I actually got an answer from someone on another site and he sent me a couple pictures to show how big they are.


----------



## sonofbuster (Mar 28, 2010)

that's a great idea. i plan on making an assembly table to be used in the garage, but i will also be storing a trailer in there (on it's side) and will have to move things around to get the trailer out. i also like the leveling feet.


----------



## Al B Thayer (Dec 10, 2011)

I wanted to put casters on a setup assembly bench I built but didn't like having to lock them to work and didn't think the casters would last.

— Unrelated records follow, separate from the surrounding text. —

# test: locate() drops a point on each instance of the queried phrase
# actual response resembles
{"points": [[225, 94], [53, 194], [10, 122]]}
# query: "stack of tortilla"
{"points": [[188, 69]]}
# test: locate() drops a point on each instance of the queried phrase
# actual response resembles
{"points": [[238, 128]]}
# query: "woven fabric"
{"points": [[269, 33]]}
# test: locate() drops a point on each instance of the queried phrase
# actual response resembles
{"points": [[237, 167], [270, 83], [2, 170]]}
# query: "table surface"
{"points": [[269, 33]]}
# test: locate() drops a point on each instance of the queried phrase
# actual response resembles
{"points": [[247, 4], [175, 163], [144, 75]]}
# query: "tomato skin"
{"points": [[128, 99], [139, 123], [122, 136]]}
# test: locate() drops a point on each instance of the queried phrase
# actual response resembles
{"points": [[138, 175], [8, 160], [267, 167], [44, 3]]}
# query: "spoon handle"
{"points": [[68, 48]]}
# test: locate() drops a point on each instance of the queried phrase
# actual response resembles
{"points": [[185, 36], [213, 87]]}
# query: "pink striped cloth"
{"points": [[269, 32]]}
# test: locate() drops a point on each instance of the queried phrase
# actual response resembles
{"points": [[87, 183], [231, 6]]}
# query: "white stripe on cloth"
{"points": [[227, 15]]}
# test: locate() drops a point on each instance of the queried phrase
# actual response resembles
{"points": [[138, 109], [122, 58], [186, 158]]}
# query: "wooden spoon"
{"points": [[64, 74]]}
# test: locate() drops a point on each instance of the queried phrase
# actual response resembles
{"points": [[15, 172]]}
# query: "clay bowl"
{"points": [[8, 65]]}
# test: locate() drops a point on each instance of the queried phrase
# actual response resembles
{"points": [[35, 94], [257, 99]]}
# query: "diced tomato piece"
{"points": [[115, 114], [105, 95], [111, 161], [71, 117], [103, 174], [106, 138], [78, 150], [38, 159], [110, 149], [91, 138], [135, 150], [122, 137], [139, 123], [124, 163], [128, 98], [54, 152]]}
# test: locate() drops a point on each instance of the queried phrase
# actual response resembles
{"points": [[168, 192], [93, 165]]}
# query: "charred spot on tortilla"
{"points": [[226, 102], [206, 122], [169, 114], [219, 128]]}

But I wanted a quick way to move the bench if needed.

This was my solution.









This picture is a single non swivel caster I picked up at Harbor Tools for $10.









This is the device used to lock the caster in position. In this picture the caster is up and the bench is resting on the legs









This is locked in the down position. I lift the table and slide it in place by pushing the rod in with my foot. All I have to do to disengage the caster is lift the bench and the spring pulls the device out and let's the caster hinge up. The caster is centered and it rolls very easy much like one with 4 small casters.

Friends don't let friends use stamped metal tools sold at clothing stores.


----------



## Al B Thayer (Dec 10, 2011)

This is the end result.









The single caster is in the center. Very easy to engage and roll around.

Al

Friends don't let friends use stamped metal tools sold at clothing stores.


----------



## jharris2 (Jul 9, 2012)

Very slick setup Al. That's a nice table. 

I hope I have room for one someday


----------



## Al B Thayer (Dec 10, 2011)

jharris2 said:


> Very slick setup Al. That's a nice table.
> 
> I hope I have room for one someday


Thanks. I built it because there are many times when the floor is too low and the work bench too high. 

Al

Friends don't let friends use stamped metal tools sold at clothing stores.


----------